Garbage Collectors Affect Microbenchmarks

When comparing garbage collectors there are two key metrics: how much time is spent collecting garbage, and the maximum pause time. There’s another dimension to the choice of garbage collector though: how it instruments JIT compiled code and the consequences of that instrumentation. The cost of this instrumentation is usually a tiny price to pay for improved pause times which only matters to some applications, but it makes writing benchmarks for code which assigns and reads references potentially error prone: sometimes the effect of changing the garbage collector is larger than the difference between two competing implementations. To illustrate this I compare a microbenchmark for a document cursor with three garbage collectors: ParallelOld (the default in OpenJDK8), G1 (the default from OpenJDK 9 onwards) and the experimental ZGC available from JDK11 onwards.

The code being benchmarked is simple. Imagine a stream of JSON-like documents which need to be translated into another format. The documents contain a special field called the cursor, for which, for some reason, the last-encountered value must always be known. There is a callback which will be invoked whenever a value of a certain type is encountered (e.g. writeLong(long value)) and a callback which will be invoked whenever a name of an attribute is encountered: writeName(String name). The interface being implemented cannot be changed to include a method writeLong(String name, long value) because it is owned by a third party, so the state between the two calls must be saved between the invocations. On each invocation of the writeName callback, we could save the name in the cursor object.
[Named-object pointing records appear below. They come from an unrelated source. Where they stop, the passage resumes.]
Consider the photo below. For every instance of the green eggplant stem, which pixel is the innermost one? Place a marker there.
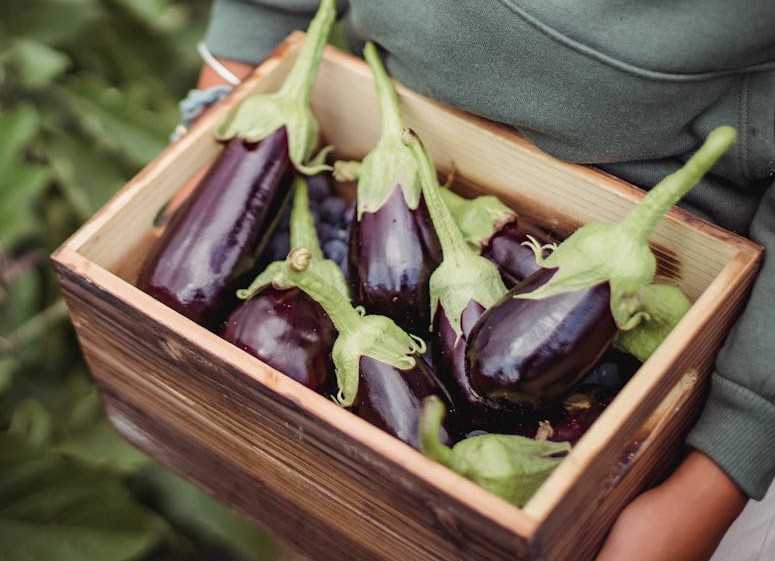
(302, 226)
(392, 121)
(301, 78)
(645, 216)
(453, 244)
(429, 426)
(343, 315)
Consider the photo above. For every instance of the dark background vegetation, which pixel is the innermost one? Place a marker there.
(88, 96)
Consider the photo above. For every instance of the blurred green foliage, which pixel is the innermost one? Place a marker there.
(88, 95)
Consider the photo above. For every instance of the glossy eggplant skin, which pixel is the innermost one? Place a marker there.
(536, 350)
(471, 411)
(505, 248)
(213, 241)
(289, 331)
(393, 252)
(390, 398)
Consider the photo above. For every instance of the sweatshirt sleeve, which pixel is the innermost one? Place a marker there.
(737, 426)
(247, 31)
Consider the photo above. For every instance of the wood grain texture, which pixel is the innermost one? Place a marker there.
(328, 483)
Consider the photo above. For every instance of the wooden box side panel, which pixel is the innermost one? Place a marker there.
(491, 157)
(281, 456)
(345, 469)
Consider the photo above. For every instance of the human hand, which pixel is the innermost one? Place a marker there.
(683, 518)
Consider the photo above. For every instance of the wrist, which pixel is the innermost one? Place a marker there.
(220, 71)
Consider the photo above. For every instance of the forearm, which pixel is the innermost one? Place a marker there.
(683, 518)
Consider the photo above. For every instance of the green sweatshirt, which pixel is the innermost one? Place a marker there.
(628, 86)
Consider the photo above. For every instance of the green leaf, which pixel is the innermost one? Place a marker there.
(8, 367)
(50, 21)
(510, 466)
(100, 444)
(37, 63)
(55, 508)
(21, 182)
(18, 126)
(184, 502)
(110, 115)
(88, 176)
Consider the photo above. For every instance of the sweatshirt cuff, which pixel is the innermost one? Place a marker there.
(737, 430)
(246, 32)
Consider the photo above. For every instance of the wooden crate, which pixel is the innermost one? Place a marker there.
(329, 484)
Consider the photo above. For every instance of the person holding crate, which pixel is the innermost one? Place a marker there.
(633, 90)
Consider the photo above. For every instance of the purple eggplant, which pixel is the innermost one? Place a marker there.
(541, 338)
(534, 350)
(570, 419)
(462, 286)
(286, 328)
(380, 372)
(392, 254)
(393, 245)
(390, 398)
(510, 249)
(260, 114)
(497, 232)
(214, 239)
(289, 331)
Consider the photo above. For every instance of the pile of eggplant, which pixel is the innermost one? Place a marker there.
(467, 331)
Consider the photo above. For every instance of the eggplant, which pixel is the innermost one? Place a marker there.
(462, 286)
(286, 328)
(510, 466)
(380, 372)
(390, 398)
(534, 350)
(214, 240)
(288, 331)
(393, 245)
(542, 337)
(497, 232)
(510, 249)
(569, 420)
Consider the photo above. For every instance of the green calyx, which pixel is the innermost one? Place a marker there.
(359, 334)
(510, 466)
(259, 115)
(479, 217)
(619, 253)
(662, 307)
(463, 275)
(303, 237)
(390, 164)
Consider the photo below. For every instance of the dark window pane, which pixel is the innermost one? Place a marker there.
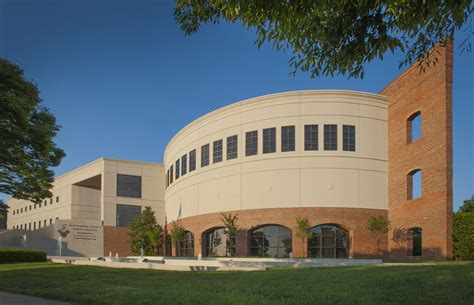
(177, 172)
(217, 151)
(269, 140)
(205, 155)
(288, 138)
(231, 147)
(171, 174)
(330, 137)
(271, 241)
(311, 137)
(186, 246)
(126, 214)
(184, 165)
(192, 160)
(328, 241)
(251, 143)
(129, 186)
(348, 138)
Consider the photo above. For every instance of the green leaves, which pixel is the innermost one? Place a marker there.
(303, 228)
(27, 129)
(230, 224)
(378, 225)
(147, 233)
(328, 37)
(177, 231)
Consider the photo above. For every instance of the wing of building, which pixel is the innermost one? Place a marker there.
(336, 157)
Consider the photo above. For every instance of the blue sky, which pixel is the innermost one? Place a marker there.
(122, 78)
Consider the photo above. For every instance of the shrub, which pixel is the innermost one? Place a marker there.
(21, 256)
(463, 235)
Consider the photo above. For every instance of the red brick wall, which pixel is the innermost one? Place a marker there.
(116, 239)
(431, 93)
(354, 220)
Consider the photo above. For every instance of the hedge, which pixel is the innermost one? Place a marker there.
(463, 235)
(21, 255)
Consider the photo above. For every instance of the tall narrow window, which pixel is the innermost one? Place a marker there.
(171, 174)
(330, 137)
(232, 147)
(192, 160)
(184, 165)
(288, 138)
(414, 187)
(217, 151)
(414, 127)
(176, 167)
(251, 143)
(310, 137)
(205, 155)
(348, 138)
(129, 186)
(415, 241)
(125, 214)
(269, 140)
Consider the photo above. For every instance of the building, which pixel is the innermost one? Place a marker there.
(336, 157)
(106, 194)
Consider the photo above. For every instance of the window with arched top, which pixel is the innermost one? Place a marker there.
(415, 242)
(328, 241)
(217, 243)
(185, 247)
(271, 241)
(414, 127)
(414, 184)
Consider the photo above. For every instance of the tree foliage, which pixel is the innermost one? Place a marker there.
(147, 233)
(177, 234)
(303, 230)
(463, 235)
(230, 224)
(3, 208)
(468, 205)
(379, 226)
(329, 36)
(230, 230)
(27, 129)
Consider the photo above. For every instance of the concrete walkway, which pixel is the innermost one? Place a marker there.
(7, 298)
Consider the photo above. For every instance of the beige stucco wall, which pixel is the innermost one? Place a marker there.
(82, 203)
(284, 179)
(153, 188)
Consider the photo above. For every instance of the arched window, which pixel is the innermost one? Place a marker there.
(415, 242)
(414, 127)
(328, 241)
(217, 243)
(271, 241)
(414, 187)
(186, 246)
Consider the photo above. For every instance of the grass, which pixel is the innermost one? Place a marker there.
(442, 283)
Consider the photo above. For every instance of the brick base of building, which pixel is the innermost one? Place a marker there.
(363, 244)
(116, 240)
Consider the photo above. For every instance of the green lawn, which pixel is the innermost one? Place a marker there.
(443, 283)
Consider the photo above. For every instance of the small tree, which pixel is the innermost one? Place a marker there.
(145, 232)
(3, 208)
(230, 230)
(177, 234)
(303, 231)
(378, 226)
(27, 131)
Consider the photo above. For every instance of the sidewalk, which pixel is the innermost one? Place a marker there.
(7, 298)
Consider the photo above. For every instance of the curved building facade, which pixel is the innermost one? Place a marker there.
(272, 159)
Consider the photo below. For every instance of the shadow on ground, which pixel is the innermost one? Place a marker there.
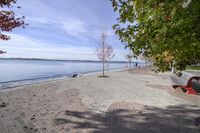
(173, 119)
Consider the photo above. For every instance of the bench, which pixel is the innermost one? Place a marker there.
(190, 85)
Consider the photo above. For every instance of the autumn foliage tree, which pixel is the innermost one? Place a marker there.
(8, 19)
(104, 50)
(166, 30)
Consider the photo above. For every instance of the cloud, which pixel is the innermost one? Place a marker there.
(71, 26)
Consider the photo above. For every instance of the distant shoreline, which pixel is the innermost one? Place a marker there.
(38, 59)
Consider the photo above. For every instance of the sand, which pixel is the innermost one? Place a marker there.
(125, 102)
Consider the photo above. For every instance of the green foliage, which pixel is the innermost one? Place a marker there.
(193, 67)
(154, 27)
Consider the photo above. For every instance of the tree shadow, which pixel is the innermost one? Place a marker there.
(173, 119)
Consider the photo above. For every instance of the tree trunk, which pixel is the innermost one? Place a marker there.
(103, 67)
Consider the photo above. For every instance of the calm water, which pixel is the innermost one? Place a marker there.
(18, 72)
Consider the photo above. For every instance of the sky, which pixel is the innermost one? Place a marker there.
(62, 29)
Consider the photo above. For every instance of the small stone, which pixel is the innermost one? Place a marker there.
(32, 118)
(68, 130)
(3, 105)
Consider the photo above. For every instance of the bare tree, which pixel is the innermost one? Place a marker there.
(104, 51)
(129, 58)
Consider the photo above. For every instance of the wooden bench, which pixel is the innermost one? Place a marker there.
(189, 86)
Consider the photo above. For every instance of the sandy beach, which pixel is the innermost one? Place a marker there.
(125, 102)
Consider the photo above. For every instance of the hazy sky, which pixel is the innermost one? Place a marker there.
(62, 29)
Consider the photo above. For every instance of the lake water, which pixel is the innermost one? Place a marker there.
(18, 72)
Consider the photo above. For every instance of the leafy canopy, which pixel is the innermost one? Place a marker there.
(8, 19)
(161, 29)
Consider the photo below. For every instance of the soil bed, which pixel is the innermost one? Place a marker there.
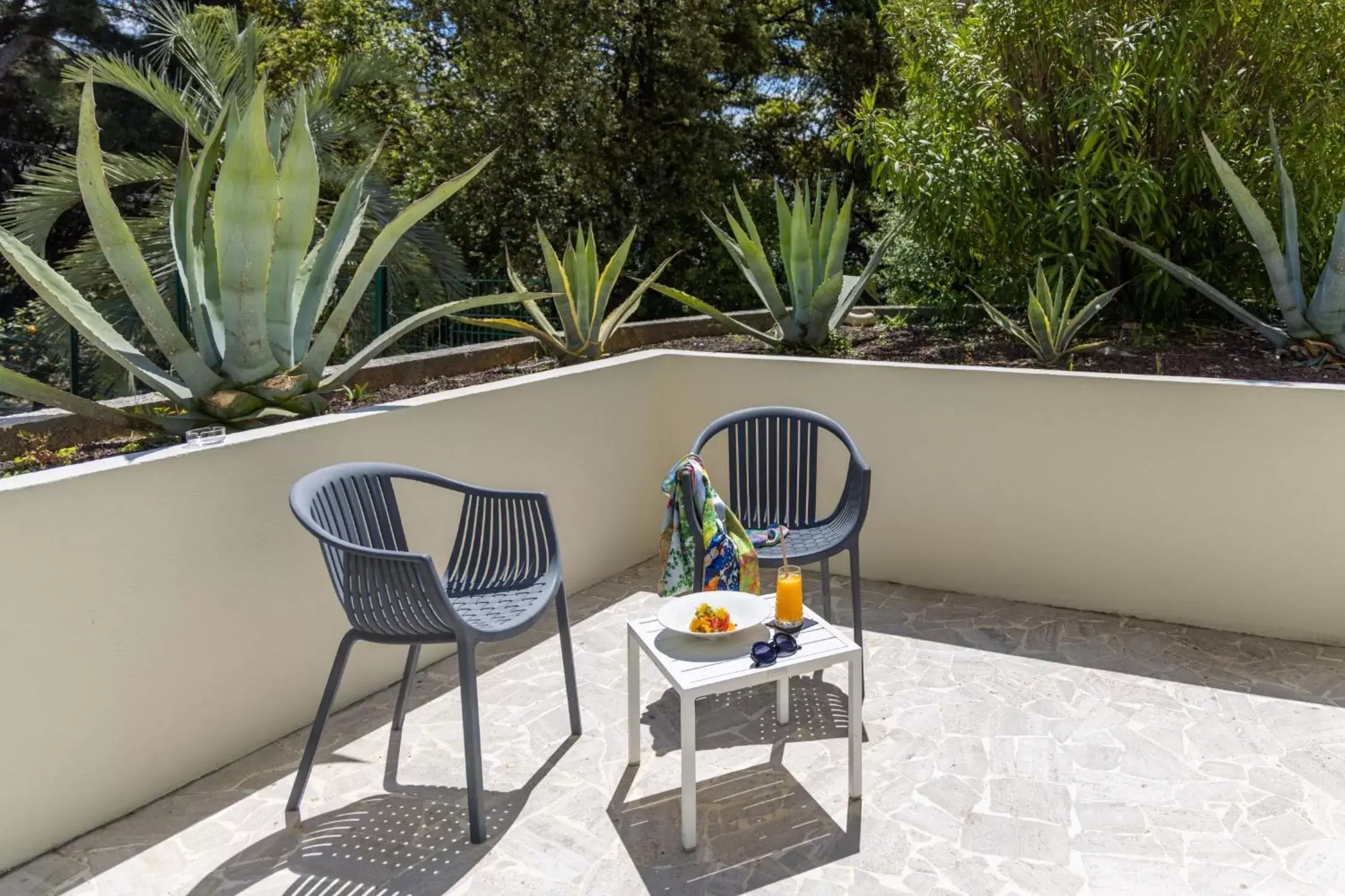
(1192, 351)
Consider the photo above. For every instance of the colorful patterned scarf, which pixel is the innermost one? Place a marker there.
(731, 562)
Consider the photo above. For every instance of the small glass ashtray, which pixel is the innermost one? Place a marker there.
(205, 436)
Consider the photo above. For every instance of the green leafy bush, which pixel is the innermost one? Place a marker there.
(1028, 126)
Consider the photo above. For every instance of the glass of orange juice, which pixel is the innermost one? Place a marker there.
(789, 597)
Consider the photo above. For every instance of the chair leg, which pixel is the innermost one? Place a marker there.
(325, 708)
(405, 691)
(572, 692)
(471, 741)
(856, 606)
(826, 589)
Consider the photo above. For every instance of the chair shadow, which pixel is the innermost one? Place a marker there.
(757, 827)
(279, 759)
(409, 841)
(818, 711)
public class CursoredScanner2 implements CursoredScanner {

  private final String trigger;
  private String current;
  private long cursor;

  public CursoredScanner2(String trigger) {
    this.trigger = trigger;
  }

  @Override
  public void writeName(String name) {
    this.current = name;
  }

  @Override
  public void writeLong(long value) {
    if (trigger.equals(current)) {
      this.cursor = value;
    }
  }

  @Override
  public long getCursor() {
    return cursor;
  }

}

Alternatively, we could do the same number of comparisons by storing whether the last name was the name of the cursor or not:

public class CursoredScanner1 implements CursoredScanner {

  private final String trigger;

  private boolean atCursor;
  private long cursor;

  public CursoredScanner1(String trigger) {
    this.trigger = trigger;
  }

  @Override
  public void writeName(String name) {
    this.atCursor = trigger.equals(name);
  }

  @Override
  public void writeLong(long value) {
    if (atCursor) {
      this.cursor = value;
    }
  }

  @Override
  public long getCursor() {
    return cursor;
  }
}

Each implementation performs the same number of string comparisons. Supposing performance matters, how can one of the alternatives be selected? I wrote a benchmark which captures the cursor value from documents of varying sizes. I ran this benchmark with different garbage collector settings with JDK11. With ParallelOld, I saw that CursoredScanner2 was slightly slower.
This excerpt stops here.